Superbike 2012, test Phillip Island: seconda giornata dominata da Checa





Il secondo giorno di test sul tracciato di Phillip Island ha portato alla luce diverse considerazioni in merito al campionato del mondo 2012 Superbike che sta per iniziare. Innanzitutto riscontriamo l’assenza obbligata di John Hopkisn, che nella prima giornata di test era stato vittima di una brutta caduta, che gli ha procurato la frattura del polso destro.

Per John a breve arriverà anche l’operazione al fine di rivederlo già in pista a Monza, poichè di sicuro il prossimo 26 febbraio non prenderà parte alla gara inaugurale di Phillip Island. Venendo ai risultati sportivi di giornata, diciamo subito che è il poleman ipotetico è stato Carlos Checa. Il campione del mondo in carica ha staccato tutti con il tempo di 1:32.1.

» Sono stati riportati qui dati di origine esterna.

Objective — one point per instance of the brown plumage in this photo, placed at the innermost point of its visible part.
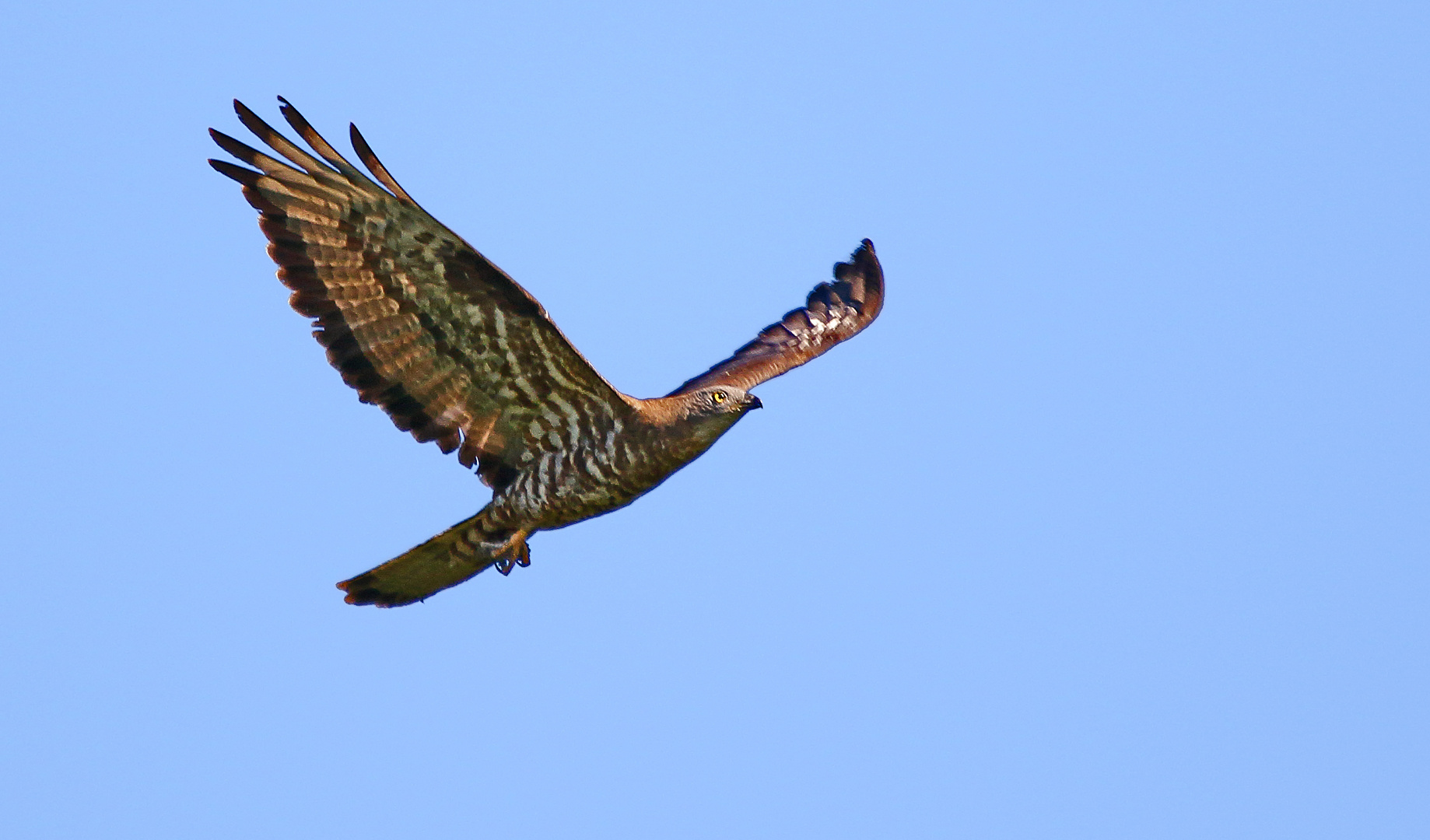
(457, 353)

Alle spalle dello spagnolo segnaliamo l’ottimo secondo tempo di Tom Sykes, che con la Kawasaki appare davvero in grandissima forma quest’anno. Bene anche il redivivo Max Biaggi, che dopo un primo giorno di test anonimo ha piazzato il terzo miglior tempo di giornata, segno che le cose in casa Aprilia cominciano a funzionare.

Alle spalle di Biaggi si è piazzato Eugene Laverty, che ha anticipato in griglia i piloti BMW, con Leon Haslam che ha chiuso al sesto posto e Marco Melandri settimo. Sicuramente un secondo giorno positivo per il team Aprilia, che ha notevolmente diminuito il gap dalla vetta, mentre riscontriamo un leggero passo indietro da parte della BMW.

Per quanto riguarda il sopravvissuto del team Crescent Suzuki vale a dire Leon Camier, non ci sono state buone notizie. La moto è ancora molto distante dalle prestazioni offerte dalle dirette concorrenti e questo non è di certo un buon segno per chi ha ambizioni importanti come la Suzuki.